Outro momento interessante foi protagonizado por uma senhora brasileira que julga se movimentar pela alta sociedade e possuir uma classe inigualável. Primeiro ficou chocadíssima porque não tínhamos a biografia do Eric Clapton (ou Eriki Clapiton), quando já a tinha visto à venda no Brasil. “Tem no Brasil e aqui não!”, disse, chocada. Pois, filha, pensei eu. Com o Dengue já são duas coisas que vocês têm e nós não, é uma maçada. Depois pediu a biografia da, e passo a citar, Rrrraudrey Rrrepburrn, ou Audrey Hepburn para os leigos. Pensei, por momentos, que a senhora ia cuspir um pulmão, tal a dificuldade em pronunciar Audrey Hepburn.
Um dos nossos clientes habituais durante os dias da semana é um senhor cujo discurso se torna cada vez mais imperceptível à medida que vai falando. Ele começa as frases perfeitamente, mas tem um tique que faz interrompê-las com sons do tipo “ahn”, “ohn” e “hum”. O nosso colega Mestre Pitágoras, que entretanto abandonou o barco (e aproveito aqui para desejar toda a sorte do mundo para ele), tentou atendê-lo, e o resultado foi o excelente. O cliente aproximou-se do balcão e fez a seguinte pergunta enigmática: “Bom dia, tem o livro do... OHN?”. O Mestre hesitou e pediu para repetir. O cliente disse: “Aquele livro... HUM?”. Ele ficou sem perceber e o cliente afastou-se e foi ver uns livros. Passado um ou dois minutos voltou. “Tem aquele livro... Aquele foi escrito pelo... HUM?” E o Mestre ficou sem perceber novamente, tendo ido o cliente embora frustradissimo.
Pois bem, esta semana ele voltou e mais uma vez a conversa começou bem, com um discurso claro e perceptivel: “AHN HUN OHN?” Soltou ele quando chegou ao balcão. Bom dia, respodi eu. É que entretanto arranjei um dicionário. “Tenho aqui um cheque do HUM.” Tudo bem, pensei eu.. Até que um cliente, obviamente desconhecendo o fosso onde se ia meter, chamou a atenção desse cliente para um cheque que pendia perigosamente do seu bolso. A conversa, meus amigos, foi épica:
- Olhe, peço desculpa de me intrometer, mas o senhor têm aí um cheque a cair.
- AHN?
- Têm aí um cheque a cair do bolso.
- Ah, muito obrigado.
- Não lhe quis pegar no cheque, ainda aparecia aí o C.S.I e me tirava as impressões digitais.
- HUM? Que é isso?
- Crime Scene Investigation, não conhece?
- Não.
- É um program de televisão.
- SOU UM INTELECTUAL, POR AMOR DE DEUS, NÃO PERCO TEMPO COM ESSAS COISAS AHN? HUM?- Bom, não concordo consigo nesse aspecto, acho que nada tem a ver com intelectualidade, mas pronto.

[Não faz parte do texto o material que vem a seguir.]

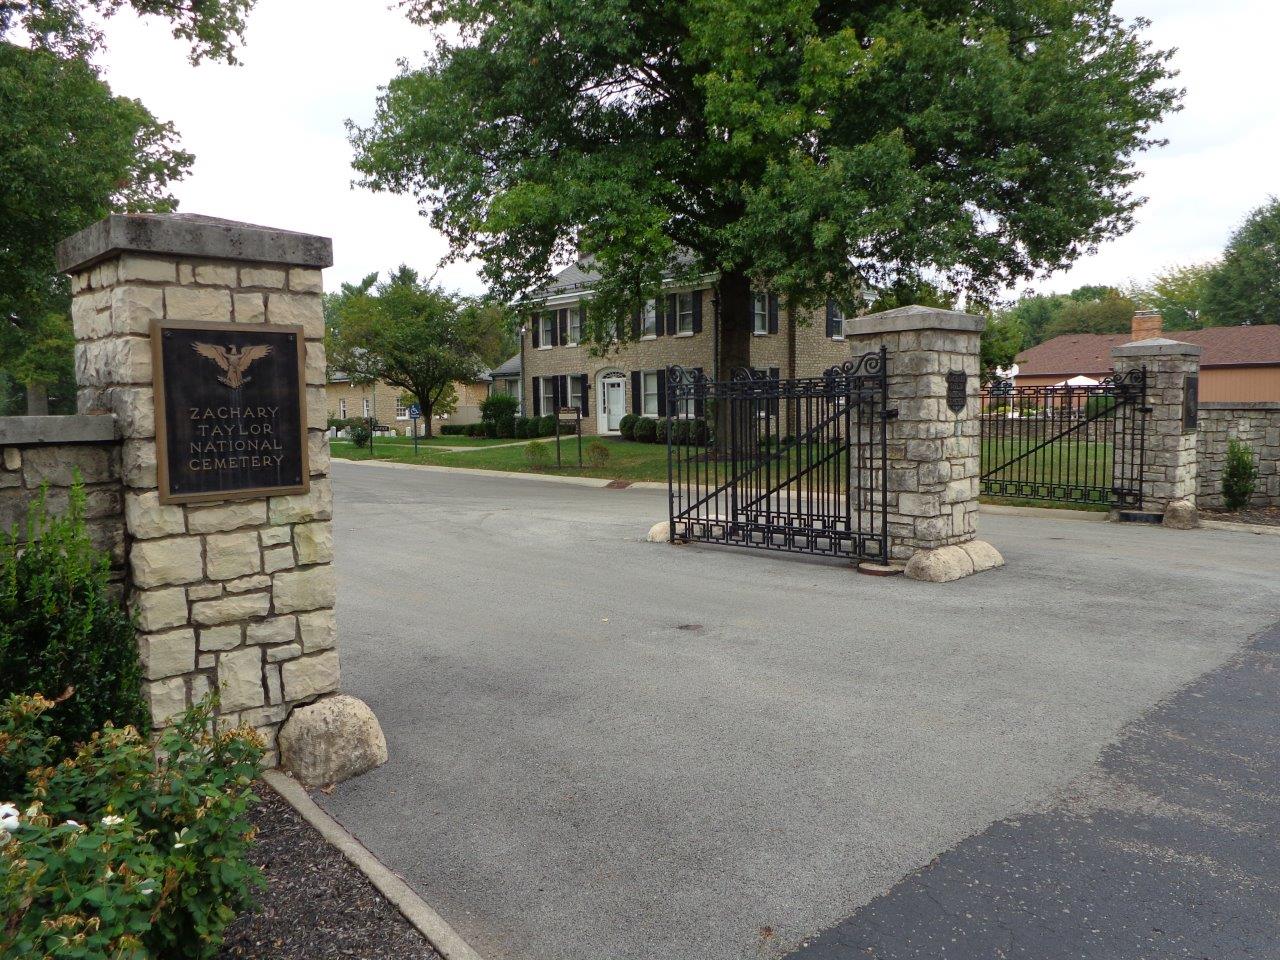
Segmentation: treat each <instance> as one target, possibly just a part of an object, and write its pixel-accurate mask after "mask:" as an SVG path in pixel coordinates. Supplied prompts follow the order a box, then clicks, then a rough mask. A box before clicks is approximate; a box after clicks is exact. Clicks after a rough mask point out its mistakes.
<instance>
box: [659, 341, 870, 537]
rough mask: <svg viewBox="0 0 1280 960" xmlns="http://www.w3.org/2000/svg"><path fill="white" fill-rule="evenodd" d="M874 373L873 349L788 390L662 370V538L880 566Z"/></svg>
mask: <svg viewBox="0 0 1280 960" xmlns="http://www.w3.org/2000/svg"><path fill="white" fill-rule="evenodd" d="M886 374H887V357H886V353H884V351H883V349H881V351H878V352H874V353H867V355H864V356H861V357H858V358H855V360H851V361H847V362H845V364H842V365H841V366H836V367H832V369H829V370H827V371H826V372H824V374H823V375H822V376H814V378H800V379H790V380H782V379H777V378H774V376H771V375H769V374H768V372H767V371H760V370H739V371H736V372H735V374H733V376H732V378H731V379H730V380H723V381H717V380H709V379H707V378H705V376H704V375H703V374H701V371H698V370H686V369H684V367H678V366H676V367H668V370H667V413H668V416H667V422H666V428H667V457H668V500H669V512H671V535H672V540H680V541H689V540H696V541H701V543H717V544H724V545H731V547H758V548H762V549H769V550H787V552H792V553H809V554H818V556H826V557H841V558H847V559H877V561H887V558H888V532H887V530H888V527H887V518H886V499H884V477H886V475H887V436H886V420H887V416H888V413H887V398H888V388H887V376H886ZM695 412H698V413H704V415H705V420H703V419H698V417H695Z"/></svg>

O senhor do “hum” afastou-se por uns segundos enquanto o outro cliente me fazia umas perguntas sobre livros. Nisto, surge de repente um livro a escassos centimetros da cara do cliente, fazendo o recuar uns passos, assustado.
- Está a ver este livro? – Pergunta o senhor do “hum”.
- Sim... – O outro cliente estava cada vez mais desconfiado.
- Foi o meu patrão que mo recomendou à muitos anos. O meu patrão foi Prémio Nobel do OHN? – Fantástico, pensei eu. O patrão dele foi Prémio Nobel do OHN, seja lá o que isso for. – Uma maravilha. – Finalizou.
Depois saiu da loja, tendo pedido entretanto para nós guardarmos o livro dele, enquanto ia dar uma volta. Logicamente, quando voltou, perguntou o seguinte.
- Tem aí guardado o meu OHN?
E assim anda a Livraria, estranha como sempre.